Welche Augenerkrankungen sind mit Demenz verbunden?
Die Auswertung der Daten zeigte, dass die altersbedingte Makuladegeneration, der Katarakt sowie diabetesbedingte Augenerkrankungen mit einem erhöhten Risiko für Demenz jeglicher Art verbunden waren. Glaukome waren nur mit einem höheren Risiko für vaskuläre Demenz verbunden. Die vaskuläre Demenz ist auf eine verringerte oder blockierte Blutversorgung zurückzuführen.
Wie hoch steigt das Demenz-Risiko durch Augenerkrankungen?
Im Vergleich zu Personen, die zu Beginn der Studie keine Augenkrankheiten hatten, war das Demenzrisiko bei Personen mit altersbedingter Makuladegeneration um 26 Prozent, bei Personen mit Katarakt um 11 Prozent und bei Personen mit diabetesbedingten Augenkrankheiten um 61 Prozent erhöht.
Grunderkrankungen erhöhten das Demenz-Risiko weiter
Wenn zu Beginn der Studie bei den Teilnehmenden zusätzlich zu einer Augenerkrankung eine Grunderkrankung wie ein Herzinfarkt, ein Schlaganfall, Bluthochdruck oder Diabetes bekannt war, erhöhte sich das Demenz-Risiko weiter. Am höchsten war das Demenz-Risiko, wenn eine diabetesbedingte Augenerkrankung zusammen mit einer systemischen Grunderkrankung auftrat. Zudem war die Gefahr für das Entstehen einer Demenz zusätzlich erhöht, wenn mehrere Augenerkrankungen gleichzeitig vorlagen.
Einschränkungen der Studie
Da es sich um eine Beobachtungsstudie handelt, konnten die Forschenden die Ursachen für den Zusammenhang nicht feststellen. Zudem könnte die Prävalenz von Demenz höher sein, als in der Studie angegeben, da wahrscheinlich nicht alle Demenz-Fälle durch die medizinischen Aufzeichnungen und Sterberegister erfasst wurden.
Warum erhöhen Augenkrankheiten das Demenz-Risiko?
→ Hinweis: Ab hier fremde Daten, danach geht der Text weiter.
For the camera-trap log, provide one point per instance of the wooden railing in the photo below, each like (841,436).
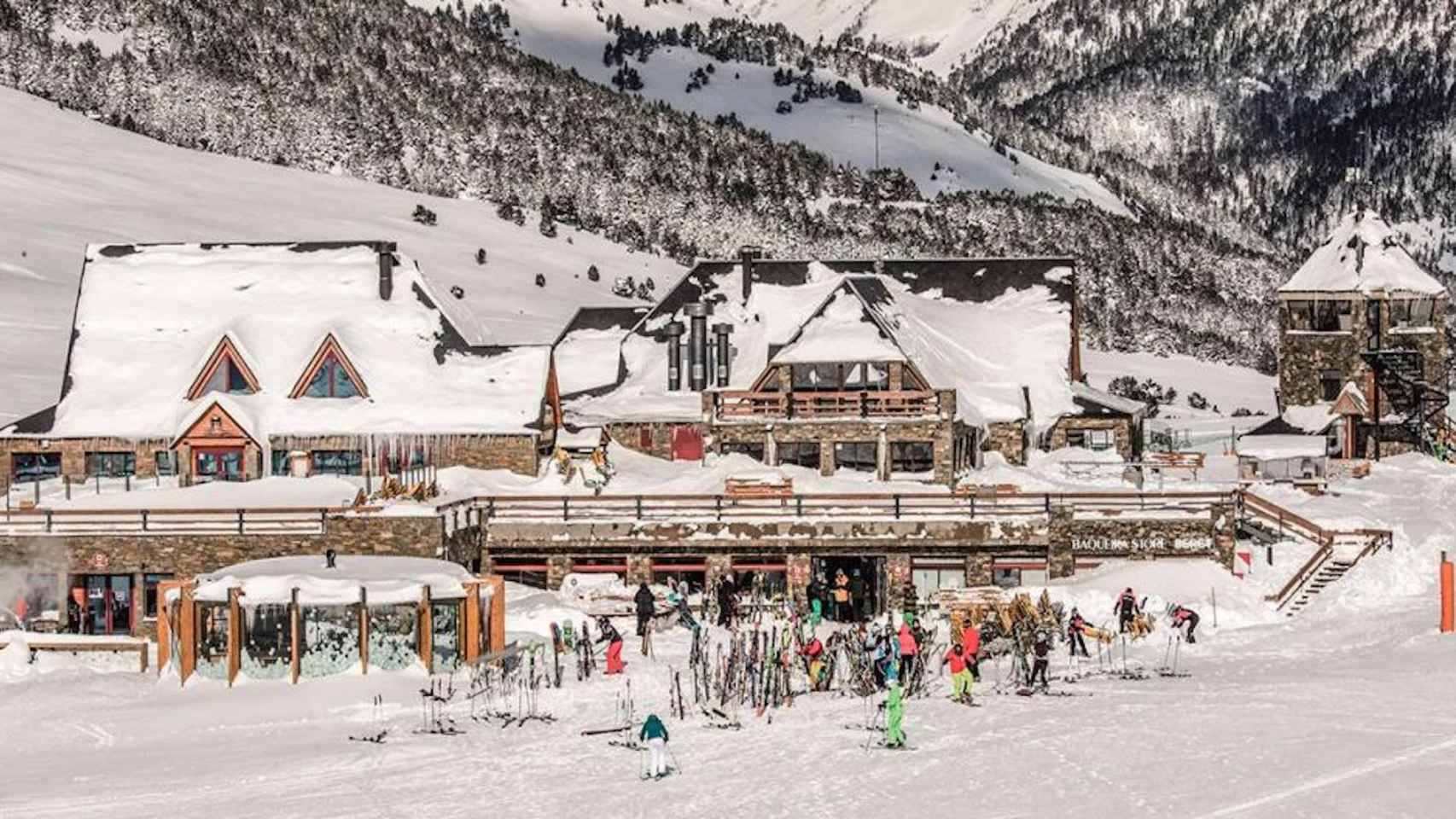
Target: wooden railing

Die Mechanismen für den positiven Zusammenhang zwischen Augenerkrankungen und Demenz sind weitgehend unbekannt, aber es gibt mehrere mögliche Hypothesen. Zum einen teilen sich den Forschenden zufolge Augenerkrankungen und Demenz viele gemeinsame Risikofaktoren wie höheres Alter, niedriges Bildungsniveau, Rauchen und körperliche Inaktivität. Zudem sei ein Mangel an Sehkraft auch mit einer verminderten Aktivierung zentraler sensorischer Bahnen verbunden. Diese Verminderung sei eine mögliche Ursache für kognitive Einschränkungen und Schädigung der Hirnstruktur.
Fazit: Augenerkrankungen sind ein Risikofaktor für Demenz
Die Arbeitsgruppe kommt zu dem Schluss, dass „altersbedingte Makuladegeneration, Katarakt und diabetesbedingte Augenerkrankungen mit einem erhöhten Demenzrisiko verbunden sind“. Personen, die sowohl an einer Augen- als auch an einer Systemerkrankung leiden, haben zudem ein höheres Demenzrisiko als Personen, die nur an einer Augen- oder Systemerkrankung leiden.
Neu auftretende Grunderkrankungen wie Bluthochdruck, Diabetes, Schlaganfall, Herzinfarkt oder Depressionen können bei Personen mit Augenerkrankungen auf eine erhöhte Gefahr für Demenz hinweisen. Andersherum gilt dies auch für neu auftretende Augenerkrankung bei Personen mit bestehender Grunderkrankung, resümiert das Forschungsteam. (vb)
Autoren- und Quelleninformationen
Dieser Text entspricht den Vorgaben der ärztlichen Fachliteratur, medizinischen Leitlinien sowie aktuellen Studien und wurde von Medizinern und Medizinerinnen geprüft.
- Guangdong Academy of Medical Sciences: Eye conditions linked to heightened risk of dementia (veröffentlicht: 13.09.2021), eurekalert.org
- Xianwen Shang, Zhuoting Zhu, Yu Huang, et al.: Associations of ophthalmic and systemic conditions with incident dementia in the UK Biobank; in: British Journal of Ophthalmology, 2021, bjo.bmj.com
Wichtiger Hinweis:
Dieser Artikel enthält nur allgemeine Hinweise und darf nicht zur Selbstdiagnose oder -behandlung verwendet werden. Er kann einen Arztbesuch nicht ersetzen.